彼に殺されたものはこの世にその形すら残さず、存在ごと掻き消されるという。
その人外の強さを恐れ敬い、人々は彼をこう呼んだ。

―人中の『鬼神』飛将軍呂布―

 

「う」
「うわぁぁぁぁぁ!!!!!!!!!!」
誰かが叫び声を上げて逃げ出した。
 その恐怖は瞬く間に戦場に伝染し、連合軍の兵士は恐慌に陥った。
「な……えぇ?!」
周りなど全く見えず、死に物狂いで逃げ出す兵士たちに、袁紹はどうすればいいか戸惑う。
「ま……」
待て、と言おうとして彼は気付いた。
「な……」
呂布に背を向けたもの全てがいつの間にか惨たらしい肉片に変わり果てていることに。
 袁紹は運がよかった。
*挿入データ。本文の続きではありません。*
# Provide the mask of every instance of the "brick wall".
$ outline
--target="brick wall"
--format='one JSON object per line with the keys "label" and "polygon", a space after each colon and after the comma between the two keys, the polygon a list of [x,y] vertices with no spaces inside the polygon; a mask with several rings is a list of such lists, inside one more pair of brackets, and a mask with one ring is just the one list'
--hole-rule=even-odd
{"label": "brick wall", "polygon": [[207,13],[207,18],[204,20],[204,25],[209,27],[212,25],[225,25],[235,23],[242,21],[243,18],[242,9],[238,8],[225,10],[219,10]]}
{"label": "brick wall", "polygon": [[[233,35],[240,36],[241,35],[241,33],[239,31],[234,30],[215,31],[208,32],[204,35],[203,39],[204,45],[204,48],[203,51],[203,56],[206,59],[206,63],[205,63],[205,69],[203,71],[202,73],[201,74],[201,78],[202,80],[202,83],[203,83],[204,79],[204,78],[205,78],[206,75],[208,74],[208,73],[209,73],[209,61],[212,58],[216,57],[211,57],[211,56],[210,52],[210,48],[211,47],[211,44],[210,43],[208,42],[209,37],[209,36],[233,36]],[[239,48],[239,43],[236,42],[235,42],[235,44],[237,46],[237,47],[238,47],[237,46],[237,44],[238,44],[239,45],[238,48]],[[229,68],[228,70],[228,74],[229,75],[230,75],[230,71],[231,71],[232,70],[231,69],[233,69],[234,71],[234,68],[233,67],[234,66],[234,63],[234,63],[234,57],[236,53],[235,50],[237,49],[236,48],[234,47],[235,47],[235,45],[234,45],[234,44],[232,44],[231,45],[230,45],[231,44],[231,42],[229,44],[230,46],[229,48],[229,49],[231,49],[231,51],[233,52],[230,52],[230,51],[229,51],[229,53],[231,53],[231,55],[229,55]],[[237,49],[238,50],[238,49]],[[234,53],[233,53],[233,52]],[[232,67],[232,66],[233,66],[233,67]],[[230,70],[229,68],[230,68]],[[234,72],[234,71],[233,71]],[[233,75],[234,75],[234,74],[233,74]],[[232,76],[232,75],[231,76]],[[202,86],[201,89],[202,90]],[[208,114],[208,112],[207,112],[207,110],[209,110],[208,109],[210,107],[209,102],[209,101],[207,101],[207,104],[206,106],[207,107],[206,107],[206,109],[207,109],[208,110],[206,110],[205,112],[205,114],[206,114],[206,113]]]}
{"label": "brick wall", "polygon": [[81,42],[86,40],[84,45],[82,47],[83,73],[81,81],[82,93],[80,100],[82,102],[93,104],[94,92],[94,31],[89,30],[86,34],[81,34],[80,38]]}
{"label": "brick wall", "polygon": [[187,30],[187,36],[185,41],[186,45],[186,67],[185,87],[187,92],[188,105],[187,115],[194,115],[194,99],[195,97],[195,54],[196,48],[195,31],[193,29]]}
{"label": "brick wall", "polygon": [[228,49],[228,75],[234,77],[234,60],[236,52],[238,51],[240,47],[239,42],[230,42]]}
彼も兵士たちと同じように逃げ出していたら、今頃その命を失っていただろう。
「馬鹿な……」
袁紹は目の前の現実が理解できない。
 剣を持つ腕が震えている。
「……」
「ひ」
呂布と目が合った。
 袁紹はどうすればいいかわからず、ただ固まる。
「……」
呂布は相変わらず無言で、血にぬれた大矛を動かした。

―ズガァッ!!!!―

「なぁ!!」
次の瞬間、袁紹の跨っていた馬はその身を砕かれていた。
「うぉ!!」
地面に転げ落ちつつ、袁紹は周りを見る。
 誰もいない、あるのは屍だけだった。
「……」
呂布はゆっくりと近づいてくる。
「う」
袁紹の死は確実だった。
「……」
一歩、また一歩と破滅を運ぶ鬼神が近づいてくる。
「ぬ」
しかし、袁紹もまた歴史に名を残す英雄の一人……。
「ぬおおおおぉぉぉぉぉぉぉぉぉぉぉぉ!!!!!!!!!」
簡単には死ななかった。
「!!」
彼は自らの足で逃げ去った。
 反射的に呂布は袁紹の後を追う。
一日千里をかけるという名馬・赤兎。音に聞こえる駿馬さえその馬脚から逃げられる事は出来ない、ましてや人の足で逃げられるはずもない。

はずだったのだが……
「ぬぁぁぁぁあああぁぁぁぁぁああああぁぁぁぁぁぁ!!!!!!!!」
袁紹は驚異的な逃げ足で、赤兎から逃げていた。
「……」

―ヒュ―

―ブン―

呂布は幾度となく馬上から大矛を振るうが、袁紹の不規則な動きにうまく逃げられてしまう。
 そうこうしているうちに、袁紹は味方の第二陣あたりまで逃げ切っていた。